Integrating Legacy Data: A Perennial PLM Pain Point
January 2, 2018
Last January, Marinko Lazanja, director of engineering systems at Gentherm, pulled the trigger on the first of many dress rehearsals for an important milestone for the manufacturer of climate control and thermal management systems: migrating from a 15-year-old legacy product lifecycle management (PLM) platform to PTC’s Windchill.
The $1 billion Gentherm, a key player in the automotive supply chain, had long outgrown its MatrixOne system. However, because the platform was ground zero for critical product and engineering-related material (nearly 40,000 documents comprising up to 2 to 3 terabytes of data) and because its functionality had mostly held up over the years, Gentherm kept postponing an upgrade to modern-day PLM. That is until the company’s exponential growth—nearly doubling in size over the last five years—and the complexity of its product bench made the decision to put off switching PLM platforms no longer sustainable.

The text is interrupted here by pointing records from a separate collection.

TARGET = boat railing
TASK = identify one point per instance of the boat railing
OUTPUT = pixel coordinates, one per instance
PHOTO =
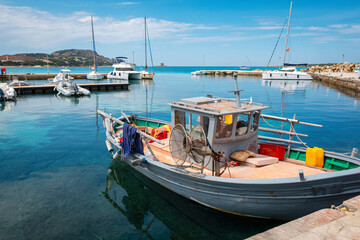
(291, 132)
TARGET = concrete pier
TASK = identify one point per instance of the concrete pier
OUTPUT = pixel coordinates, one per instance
(342, 80)
(342, 222)
(49, 88)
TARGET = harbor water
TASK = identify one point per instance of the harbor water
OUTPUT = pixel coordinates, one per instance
(54, 178)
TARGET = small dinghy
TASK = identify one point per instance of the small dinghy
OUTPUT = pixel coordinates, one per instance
(69, 88)
(211, 152)
(6, 92)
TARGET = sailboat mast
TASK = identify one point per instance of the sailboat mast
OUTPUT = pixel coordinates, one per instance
(287, 34)
(145, 47)
(92, 29)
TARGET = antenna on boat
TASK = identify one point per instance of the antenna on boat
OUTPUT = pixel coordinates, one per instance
(237, 91)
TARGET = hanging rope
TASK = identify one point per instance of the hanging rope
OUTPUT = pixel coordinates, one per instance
(152, 63)
(277, 43)
(282, 125)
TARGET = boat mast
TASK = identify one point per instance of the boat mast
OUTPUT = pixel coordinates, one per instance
(92, 29)
(145, 47)
(287, 34)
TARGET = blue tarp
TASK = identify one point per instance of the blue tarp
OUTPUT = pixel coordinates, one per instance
(131, 140)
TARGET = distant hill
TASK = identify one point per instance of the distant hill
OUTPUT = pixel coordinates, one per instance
(68, 57)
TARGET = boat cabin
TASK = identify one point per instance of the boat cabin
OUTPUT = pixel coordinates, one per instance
(227, 126)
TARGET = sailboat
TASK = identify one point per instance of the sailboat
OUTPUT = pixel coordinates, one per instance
(288, 71)
(94, 75)
(145, 74)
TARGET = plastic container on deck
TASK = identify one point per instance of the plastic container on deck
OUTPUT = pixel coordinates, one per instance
(315, 157)
(272, 150)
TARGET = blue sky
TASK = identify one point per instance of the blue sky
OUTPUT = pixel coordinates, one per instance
(228, 33)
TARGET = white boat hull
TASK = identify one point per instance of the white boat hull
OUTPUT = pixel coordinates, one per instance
(118, 75)
(71, 89)
(271, 75)
(94, 76)
(7, 93)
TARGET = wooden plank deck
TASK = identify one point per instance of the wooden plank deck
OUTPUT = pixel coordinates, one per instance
(280, 169)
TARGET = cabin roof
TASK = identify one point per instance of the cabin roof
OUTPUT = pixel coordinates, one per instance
(216, 106)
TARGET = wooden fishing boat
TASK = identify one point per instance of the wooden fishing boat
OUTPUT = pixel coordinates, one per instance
(202, 159)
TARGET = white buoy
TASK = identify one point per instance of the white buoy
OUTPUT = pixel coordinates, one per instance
(109, 127)
(116, 155)
(108, 145)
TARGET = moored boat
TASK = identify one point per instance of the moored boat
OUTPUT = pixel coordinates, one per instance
(288, 71)
(63, 75)
(6, 92)
(69, 88)
(123, 70)
(206, 158)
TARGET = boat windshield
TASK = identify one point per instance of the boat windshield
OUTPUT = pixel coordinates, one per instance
(124, 69)
(224, 126)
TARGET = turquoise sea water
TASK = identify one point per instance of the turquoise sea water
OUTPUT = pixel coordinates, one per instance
(54, 162)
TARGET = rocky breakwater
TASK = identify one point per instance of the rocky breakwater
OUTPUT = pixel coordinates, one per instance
(340, 76)
(345, 67)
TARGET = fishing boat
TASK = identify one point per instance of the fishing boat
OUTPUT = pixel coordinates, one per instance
(17, 83)
(94, 75)
(211, 152)
(6, 92)
(69, 88)
(63, 75)
(123, 70)
(288, 71)
(145, 74)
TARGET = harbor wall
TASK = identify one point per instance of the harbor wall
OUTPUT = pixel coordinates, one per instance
(341, 222)
(345, 82)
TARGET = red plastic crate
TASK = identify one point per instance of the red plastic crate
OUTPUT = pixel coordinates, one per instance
(272, 150)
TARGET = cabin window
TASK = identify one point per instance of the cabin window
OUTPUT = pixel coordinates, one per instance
(242, 124)
(180, 118)
(203, 121)
(224, 126)
(255, 121)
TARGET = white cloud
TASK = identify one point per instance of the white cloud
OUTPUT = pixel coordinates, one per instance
(128, 3)
(26, 27)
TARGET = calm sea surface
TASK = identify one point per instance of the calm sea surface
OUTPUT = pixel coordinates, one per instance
(54, 162)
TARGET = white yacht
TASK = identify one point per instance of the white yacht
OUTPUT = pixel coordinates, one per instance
(94, 75)
(69, 88)
(288, 72)
(123, 70)
(63, 75)
(6, 92)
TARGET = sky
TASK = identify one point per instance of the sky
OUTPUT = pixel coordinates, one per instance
(186, 32)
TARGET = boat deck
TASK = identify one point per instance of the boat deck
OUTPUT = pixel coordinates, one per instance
(280, 169)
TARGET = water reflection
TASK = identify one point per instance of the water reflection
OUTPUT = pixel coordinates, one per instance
(145, 203)
(6, 105)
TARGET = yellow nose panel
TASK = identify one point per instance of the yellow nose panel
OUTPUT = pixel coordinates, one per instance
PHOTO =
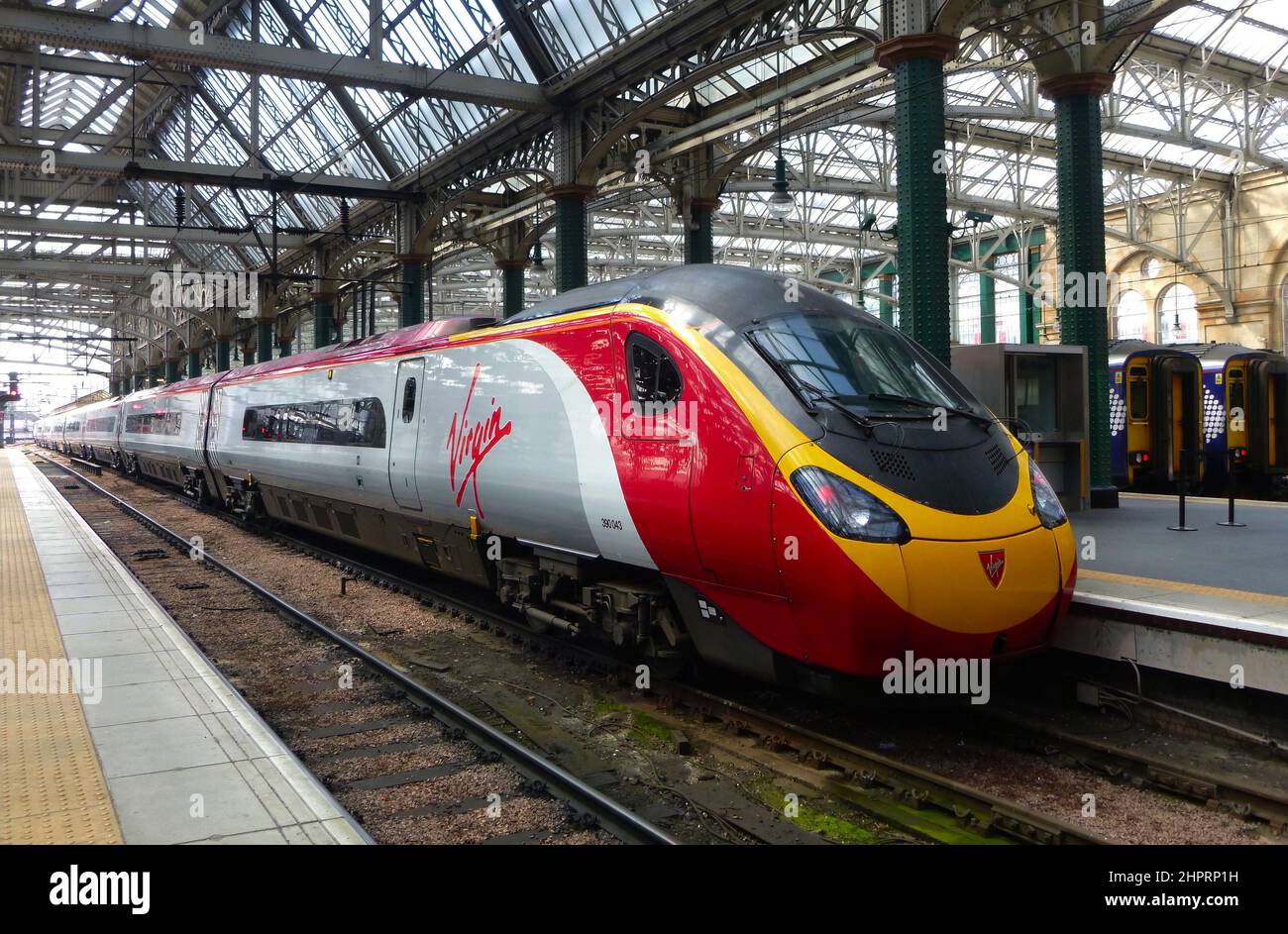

“Our old system served its job well, but it couldn’t support our current processes—it lacked support for a multi-CAD environment and it didn’t adequately enable reuse,” Lazanja explains. “We couldn’t keep using old tools. It was becoming more work to use the tool than to look for something else.”
Gentherm, like hundreds of early adopters of PLM, kept its first-generation PLM platform active far beyond its shelf life because of the cost and complexity associated with replacing a core system on an enterprise scale. “Lots of customers are stuck with 15- to 20-year-old PLM technology and they can’t upgrade,” says Kevin Power, business development manager for Tata Technologies. “They look at the data migration mountain and the huge effort to move into a new system and there’s not enough pain (tolerance) to go through with that.”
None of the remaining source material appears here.